Sandhills have a unique childhood as they are constantly uprooted, traveling back and forth between various nesting and feeding grounds, never staying in one place for more than a few months. They are the avian equivalent of the Roma or as they ‘re more commonly known, travelers, or gypsies. Consequently they have developed some bad habits such as stealing grain out of farm fields, throwing raucous parties where they spend the day singing ribald songs and dancing, and consequently are unwelcome in many of the areas they frequent.

It’s the dancing we’re addressing in this post. The uninhibited, wildly abandoned, provocative dancing. This is primarily a “G” rated blog but occasionally we come across behavior that we simply must point out so that you, the reader, can take what ever protective measures you choose to keep your children, or even yourselves, from being unduly influenced by this hedonistic display of licentiousness.

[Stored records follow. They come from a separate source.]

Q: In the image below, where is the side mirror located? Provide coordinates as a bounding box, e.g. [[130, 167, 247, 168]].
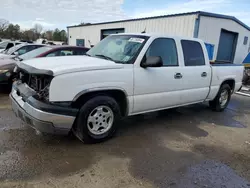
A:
[[141, 56, 163, 68], [14, 51, 19, 56]]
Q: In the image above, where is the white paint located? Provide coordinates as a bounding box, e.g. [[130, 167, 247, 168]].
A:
[[19, 34, 244, 116], [198, 16, 250, 64], [0, 54, 14, 59], [18, 56, 124, 76], [68, 15, 197, 48]]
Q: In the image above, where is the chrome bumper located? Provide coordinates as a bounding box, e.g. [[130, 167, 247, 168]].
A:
[[10, 89, 75, 135]]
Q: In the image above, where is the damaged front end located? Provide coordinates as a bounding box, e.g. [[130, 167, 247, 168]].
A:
[[10, 63, 77, 135], [14, 64, 54, 102]]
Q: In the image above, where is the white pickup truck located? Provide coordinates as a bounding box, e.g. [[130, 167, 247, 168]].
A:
[[10, 33, 243, 143]]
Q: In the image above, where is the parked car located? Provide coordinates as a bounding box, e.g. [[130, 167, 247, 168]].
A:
[[0, 59, 17, 88], [17, 45, 89, 60], [0, 43, 45, 59], [0, 41, 23, 53], [0, 45, 89, 88], [10, 33, 243, 143]]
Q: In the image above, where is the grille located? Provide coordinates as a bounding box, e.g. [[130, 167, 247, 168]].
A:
[[18, 70, 53, 101]]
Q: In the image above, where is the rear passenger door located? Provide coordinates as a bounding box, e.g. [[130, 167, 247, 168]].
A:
[[180, 40, 211, 104]]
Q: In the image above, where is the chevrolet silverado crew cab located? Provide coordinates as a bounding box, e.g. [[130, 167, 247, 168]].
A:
[[10, 33, 243, 143]]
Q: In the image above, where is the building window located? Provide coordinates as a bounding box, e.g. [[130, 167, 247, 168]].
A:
[[244, 36, 248, 45]]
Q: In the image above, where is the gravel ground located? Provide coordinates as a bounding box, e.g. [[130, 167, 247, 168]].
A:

We were shocked when we came across this overt display in the normally sedate Bosque del Apache bird refuge in southern New Mexico. This is a place where thousands of birds congregate during the winter. Snow geese, Ross’s goose, ducks of all kinds and you could move from one place in the refuge to another and see these various birds and ducks behaving in a civilized, normal manner, and aside from an infrequent squabble, never exhibiting any aberrant behavior.

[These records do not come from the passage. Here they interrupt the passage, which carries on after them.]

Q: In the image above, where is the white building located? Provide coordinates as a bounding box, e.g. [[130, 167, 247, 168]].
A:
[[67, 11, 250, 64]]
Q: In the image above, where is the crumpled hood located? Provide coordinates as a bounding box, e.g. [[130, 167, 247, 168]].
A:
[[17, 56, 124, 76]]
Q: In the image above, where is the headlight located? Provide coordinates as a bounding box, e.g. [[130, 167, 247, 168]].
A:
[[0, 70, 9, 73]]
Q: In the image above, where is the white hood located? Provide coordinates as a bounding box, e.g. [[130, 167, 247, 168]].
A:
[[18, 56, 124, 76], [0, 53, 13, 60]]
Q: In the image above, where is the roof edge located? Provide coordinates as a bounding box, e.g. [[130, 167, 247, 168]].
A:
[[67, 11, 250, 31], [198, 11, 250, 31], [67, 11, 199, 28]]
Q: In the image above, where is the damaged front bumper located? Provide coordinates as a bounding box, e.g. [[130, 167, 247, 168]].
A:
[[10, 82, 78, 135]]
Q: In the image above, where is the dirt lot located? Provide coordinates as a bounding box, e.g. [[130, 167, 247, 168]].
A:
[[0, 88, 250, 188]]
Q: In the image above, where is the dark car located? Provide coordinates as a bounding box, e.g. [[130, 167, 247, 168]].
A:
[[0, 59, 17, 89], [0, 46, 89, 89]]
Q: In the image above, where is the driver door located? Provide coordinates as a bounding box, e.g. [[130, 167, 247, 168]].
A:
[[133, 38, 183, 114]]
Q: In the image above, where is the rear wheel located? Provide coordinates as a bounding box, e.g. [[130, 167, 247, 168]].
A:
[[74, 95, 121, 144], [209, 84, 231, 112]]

But then this quiet garden of Eden was discovered by the travelers, or lets call a bird a bird, the Sandhill cranes. Suddenly the harmony of this gentle resting place was shattered all to heck, excuse us but an event like this moves us to use harsh language, by the arrival of flocks upon flocks of these noisy, argumentative, unapologetic, cranes and everything changed.

Suddenly the blatant exhibition of their sexually charged mating rituals, which they held right out in the open for anyone to observe, was rampant. Everywhere you looked there was dancing, and as the more worldly among you surely know what that leads to, we don’t need to follow that path to its conclusion.

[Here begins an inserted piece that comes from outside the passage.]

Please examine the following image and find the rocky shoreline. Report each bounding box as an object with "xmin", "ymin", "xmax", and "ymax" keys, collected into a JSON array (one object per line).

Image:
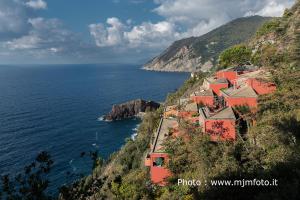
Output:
[{"xmin": 103, "ymin": 99, "xmax": 160, "ymax": 121}]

Surely a group of individuals whose moral compass has gone so wildly astray could not prevail but sadly, that is not the case. Due to their unrestricted behavior there are now thousands more of these Sandhill cranes and there has been a huge effect on the surrounding areas. Where once this had been a quiet farming area, now the fields are decimated by the hungry opportunistic cranes. Farms have been abandoned and the empty homesteads litter the edges of the refuge. What were once prosperous farms have been turned into the playgrounds of these dancing, squawking, devil-may-care, footloose wanderers.

Above you can see two of these young cranes beginning what is one of the favorite dances of these unfortunately immoral birds, the Tango. Brought up from South America by a group of Argentinian travelers and introduced to their naive American cousins this new dance has swept through the flocks like the pox it is. Now you can see countless pairs of Sandhills performing this dance before heading into the privacy of the surrounding reeds to complete their mating ritual.

Unfortunately there doesn’t seem to be any antidote to this terrible affliction and all we can expect is to see more and more of it in the future. One hesitates to use the word shameful on a group of individuals whose only way of defending their actions is by a strangled sort of gargling that is their voice, but for civilized people it is hard to accept their licentiousness. At this point we are suggesting that the public refrains from bringing small children to the refuge during what is now called the mating season. We hope that by person-cotting the refuge the birds will get the hint to tone down their behavior and we’ll see the last tango at Bosque.